Ce rêve, Rousseau tente de le revivre en revivant sa vie et, à sa lumière, de se justifier : il écrit les Confessions. Il veut se découvrir, à soi et aux autres : c’est un écrivain qui n’écrit pas pour écrire, mais pour parler, pour faire entendre sa voix, pour rendre un son pur. Mais, alors que son rêve lui apparaît comme la clef unique de sa vie, il découvre que personne ne veut entrer avec lui dans son monde, que personne ne veut l’entendre. Il parlera pour lui, il écoutera la voix de sa conscience — et l’écriture devient alors son lieu le plus intime, le pays d’élection de son exil : sa purification profonde, intérieure. Que sa vie confirme ses théories, qu’elle soit innocente, qu’elle soit son alibi contre le monde — et peut-être aussi, parfois, contre lui-même —, il le dit et le redit, et cette volonté de dévoilement montre bien à quel point il ne peut séparer la littérature de sa vie, faisant de la littérature le révélateur de sa vie et de sa vie la garantie de son innocence littéraire. Les Confessions constituent alors un document humain, le seul, selon Rousseau, à n’être pas truqué ; il pourra servir d’exemple et de point de comparaison.

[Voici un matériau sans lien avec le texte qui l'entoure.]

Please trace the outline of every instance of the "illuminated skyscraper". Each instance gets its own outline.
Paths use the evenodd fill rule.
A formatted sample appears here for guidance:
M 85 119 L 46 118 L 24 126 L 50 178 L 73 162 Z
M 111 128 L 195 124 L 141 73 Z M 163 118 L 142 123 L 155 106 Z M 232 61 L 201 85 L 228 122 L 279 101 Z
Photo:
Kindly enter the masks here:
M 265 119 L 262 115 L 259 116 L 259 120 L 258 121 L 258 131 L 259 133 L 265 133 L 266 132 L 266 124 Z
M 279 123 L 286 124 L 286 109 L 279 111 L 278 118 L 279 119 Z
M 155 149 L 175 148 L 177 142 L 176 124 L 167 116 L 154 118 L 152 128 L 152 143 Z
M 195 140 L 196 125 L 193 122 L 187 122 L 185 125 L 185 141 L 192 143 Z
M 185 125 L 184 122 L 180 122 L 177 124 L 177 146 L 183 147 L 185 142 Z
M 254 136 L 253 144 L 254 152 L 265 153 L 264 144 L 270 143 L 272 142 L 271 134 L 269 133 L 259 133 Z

Rousseau est à lui-même son modèle et son garant. « Qui suis-je ? », demande-t-il : « Je sens mon cœur. » Pour celui qui prend comme critère de vérité le sentiment et la sensation, il n’est pas possible de se tromper et il n’est pas pensable qu’il puisse tromper son lecteur, ni que celui-ci, à moins qu’il ne fasse partie du « complot », puisse se tromper sur son compte. Car c’est au lecteur de juger : « Ce n’est pas à moi de juger de l’importance des faits, je les dois tous dire, et lui laisser le soin de choisir. » Mais si le lecteur choisit mal, s’il ne veut pas voir, « toute l’erreur sera de son fait [...] ». Rousseau est innocent des autres. Pour lui, il lui suffit de « rentrer au-dedans de [soi] », de se retrouver toujours présent à lui-même dans une durée superposée : « En me livrant à la fois au souvenir de l’impression reçue et au sentiment présent, je peindrai doublement mon âme, savoir au moment où l’événement m’est arrivé et au moment où je l’ai décrit. » Il faut dévoiler l’innocence du temps...

Mais le temps est oubli de soi : il faut à chaque moment se reconnaître pour se connaître. Peu à peu, Rousseau et le temps finissent par ne plus faire qu’un : à force de se souvenir de soi, le temps disparaît, l’âme reste en elle-même dans l’évidence de sa proximité et de sa transparence. Et Rousseau rejoint son rêve : « s’éveiller » — comme disait Valéry —, mais s’éveiller lui-même.